Strontium belongs to the same group as barium and calcium, and itself is radiopaque; therefore, unlike PMMA cement, no additional barium is needed to enhance its radiopacity. Alterations in the ratio of barium to PMMA can significantly affect its mechanical properties.14,15 Our group has previously shown in a porcine model that, when injected into the fractured vertebral body, Sr-HA is effective in fully restoring the stiffness and failure strength to prefracture levels.34
Other bioactive materials for vertebroplasty have been described. Calcium phosphate cements are biocompatible and osteoconductive.35–37 However, its major disadvantage for vertebroplasty is that the material has poor mechanical properties and is not recommended for use in weight-bearing areas. Apatite and wollastonite containing glass ceramic powder and BIS-GMA based resin are also bioactive, but they have a higher mechanical strength than PMMA,38–40 and may therefore aggravate the problem of adjacent level fractures.

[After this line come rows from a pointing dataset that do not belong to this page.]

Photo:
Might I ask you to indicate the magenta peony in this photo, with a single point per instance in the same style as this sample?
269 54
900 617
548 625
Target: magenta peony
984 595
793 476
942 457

The bioactivity and biocompatibility of HA has been well documented both in vitro and in vivo. When added to PMMA, there was a significantly higher cell proliferation and differentiation rate in vitro than PMMA alone.41 This study demonstrated that the addition of strontium to HA can increase the bioactivity of HA, by enhancing osteoblast attachment, and therefore resulting in a quicker rate of bone formation on the cement-bone interface. This would ultimately have the effect of enhancing osseointegration.
Strontium ranelate has been shown to stimulate osteoblast function as well as inhibiting osteoclast bone resorption.42 When given orally, strontium ranelate was shown to be effective in treating osteoporosis.23,43,44 The present study would suggest that strontium administered locally may also have similar effects, although the mechanism of action is not known and is the subject of further investigation.
In principle, depending on clinical needs, the properties of the Sr-HA bone cement can be varied by altering the ratio of the various components within the cement. The polymerization of methacrylate and its derivatives is controlled by BPO and DMPT. Increasing the amount of BPO and DMPT will make the polymerization rate of the bone cement faster, i.e., shorter setting time, but heat release will also be increased. On the other hand, decreasing the amount of BPO and DMPT added to the bone cement can increase the setting time and lower the maximum temperature. However, a prolonged setting time may make the cement difficult to work with, and insufficient amounts of BPO and DMPT can result in incomplete polymerization leading to poor mechanical strength. Thus, in reality, it is difficult to optimize all the properties simultaneously, and a balance should be made on the amount of BPO and DMPT so that its setting time and maximum temperature are suitable to be used in spinal surgery.
While PMMA bone cements are widely used for vertebroplasty and kyphoplasty, the authors believe that there is room for improvement, especially for the development of bioactive cements specifically designed for this indication. The Sr-HA bone cement therefore shows potential for this purpose and is currently undergoing extensive clinical trials to demonstrate its short and long-term effectiveness and safety.
- Currently used PMMA bone cements are not designed for vertebroplasty and kyphoplasty.
- PMMA cements are nonbioactive and have a high stiffness mismatch with osteoporotic bone.
- The new strontium-containing hydroxyapatite cement is superior to PMMA in its handling and mechanical properties, biocompatibility, and osseointegration.
- Strontium delivered locally with hydroxyapatite is able to promote bony ingrowth and attachment.